You were pretty close:

gremlin> g.V().hasLabel('person').
......1>   project('name','age','edges','relatedVertices').
......2>   by('name').
......3>   by('age').
......4>   by(bothE().
......5>      project('id','inV','outV').
......6>        by(id).
......7>        by(inV().id()).
......8>        by(outV().id()).
......9>      fold()).
.....10>   by(both().
.....11>      project('id','name').
.....12>        by(id).
.....13>        by('name').
.....14>      fold())
==>[name:marko,age:29,edges:[[id:9,inV:3,outV:1],[id:7,inV:2,outV:1],[id:8,inV:4,outV:1]],relatedVertices:[[id:3,name:lop],[id:2,name:vadas],[id:4,name:josh]]]
==>[name:vadas,age:27,edges:[[id:7,inV:2,outV:1]],relatedVertices:[[id:1,name:marko]]]
==>[name:josh,age:32,edges:[[id:10,inV:5,outV:4],[id:11,inV:3,outV:4],[id:8,inV:4,outV:1]],relatedVertices:[[id:5,name:ripple],[id:3,name:lop],[id:1,name:marko]]]
==>[name:peter,age:35,edges:[[id:12,inV:3,outV:6]],relatedVertices:[[id:3,name:lop]]]
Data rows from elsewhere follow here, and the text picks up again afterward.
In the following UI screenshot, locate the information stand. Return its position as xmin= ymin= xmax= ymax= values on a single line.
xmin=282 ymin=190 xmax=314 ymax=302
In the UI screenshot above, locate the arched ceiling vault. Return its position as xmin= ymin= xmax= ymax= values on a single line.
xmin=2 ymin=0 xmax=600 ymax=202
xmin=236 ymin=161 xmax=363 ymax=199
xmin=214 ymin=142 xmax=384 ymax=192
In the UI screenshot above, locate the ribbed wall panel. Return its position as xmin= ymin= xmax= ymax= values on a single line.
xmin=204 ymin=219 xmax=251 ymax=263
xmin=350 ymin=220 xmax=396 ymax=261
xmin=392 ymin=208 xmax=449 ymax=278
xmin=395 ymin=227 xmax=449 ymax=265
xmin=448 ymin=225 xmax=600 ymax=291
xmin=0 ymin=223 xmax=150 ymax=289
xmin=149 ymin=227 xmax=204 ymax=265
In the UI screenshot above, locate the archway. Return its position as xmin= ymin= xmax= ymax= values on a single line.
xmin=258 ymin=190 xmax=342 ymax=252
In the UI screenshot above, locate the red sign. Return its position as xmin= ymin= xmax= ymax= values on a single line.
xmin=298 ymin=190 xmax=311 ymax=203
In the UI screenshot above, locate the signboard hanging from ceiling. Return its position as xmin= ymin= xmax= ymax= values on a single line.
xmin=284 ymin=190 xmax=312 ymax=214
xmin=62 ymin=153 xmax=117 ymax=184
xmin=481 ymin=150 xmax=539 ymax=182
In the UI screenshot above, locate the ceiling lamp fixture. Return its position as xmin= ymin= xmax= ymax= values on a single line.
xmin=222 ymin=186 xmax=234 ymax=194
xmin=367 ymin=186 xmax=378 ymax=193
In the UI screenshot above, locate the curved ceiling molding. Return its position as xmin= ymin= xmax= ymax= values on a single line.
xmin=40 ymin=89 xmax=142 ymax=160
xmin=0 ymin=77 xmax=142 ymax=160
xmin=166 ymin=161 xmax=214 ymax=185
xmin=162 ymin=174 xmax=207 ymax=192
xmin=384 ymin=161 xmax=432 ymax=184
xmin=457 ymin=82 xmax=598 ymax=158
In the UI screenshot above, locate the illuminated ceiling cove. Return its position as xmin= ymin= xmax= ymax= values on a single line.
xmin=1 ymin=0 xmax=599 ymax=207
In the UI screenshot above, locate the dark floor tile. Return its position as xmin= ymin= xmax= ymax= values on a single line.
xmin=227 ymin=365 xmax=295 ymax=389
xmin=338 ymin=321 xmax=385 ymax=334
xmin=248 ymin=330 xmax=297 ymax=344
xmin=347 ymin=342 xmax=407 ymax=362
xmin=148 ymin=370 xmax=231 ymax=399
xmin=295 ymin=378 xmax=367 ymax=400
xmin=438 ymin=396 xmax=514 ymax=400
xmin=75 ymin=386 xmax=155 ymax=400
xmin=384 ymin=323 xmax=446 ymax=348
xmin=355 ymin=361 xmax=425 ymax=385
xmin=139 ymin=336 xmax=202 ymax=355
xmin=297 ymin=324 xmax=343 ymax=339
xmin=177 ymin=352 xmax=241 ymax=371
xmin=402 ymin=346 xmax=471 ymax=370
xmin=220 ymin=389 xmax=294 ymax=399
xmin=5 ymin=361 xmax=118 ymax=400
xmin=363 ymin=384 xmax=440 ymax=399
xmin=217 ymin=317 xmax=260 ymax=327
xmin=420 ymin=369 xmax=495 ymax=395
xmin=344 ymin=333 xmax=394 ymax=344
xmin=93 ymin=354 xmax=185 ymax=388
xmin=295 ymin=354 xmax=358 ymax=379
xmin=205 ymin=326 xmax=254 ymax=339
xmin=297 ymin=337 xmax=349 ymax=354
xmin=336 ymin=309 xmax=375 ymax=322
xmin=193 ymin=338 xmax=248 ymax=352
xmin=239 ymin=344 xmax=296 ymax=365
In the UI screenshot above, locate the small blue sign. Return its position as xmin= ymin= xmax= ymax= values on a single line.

Two points you should consider when writing Gremlin:

  1. The output of the previous step feeds into the input of the following step and if you don't clearly see what's coming out of a particular step, then the steps that follow may not end up being right. In your example, in the first by() you added the project() after the fold() which was basically saying "Hey, Gremlin, project that List of edges for me." But in the by() modulators for project() you treated the input to project not as a List but as individual edges which likely led to an error. In Java, that error is: "java.util.ArrayList cannot be cast to org.apache.tinkerpop.gremlin.structure.Element". An error like that is a clue that somewhere in your Gremlin you are not properly following the outputs and inputs of your steps.
  2. fold() takes all the elements in the stream of the traversal and converts them to a List. So where you had many objects, you will now have one after the fold(). To process them as a stream again, you would need to unfold() them for steps to operate on them individually. In this case, we just needed to move the fold() to the end of the statement after doing the sub-project() for each edge/vertex. But why do we need fold() at all? The answer is that the traversal passed to the by() modulator is not iterated completely by the step that it modifies (in this case project()). The step only calls next() to get the first element in the stream - this is by design. Therefore, in cases where you want the entire stream of a by() to be processed you must reduce the stream to a single object. You might do that with fold(), but other examples include sum(), count(), mean(), etc.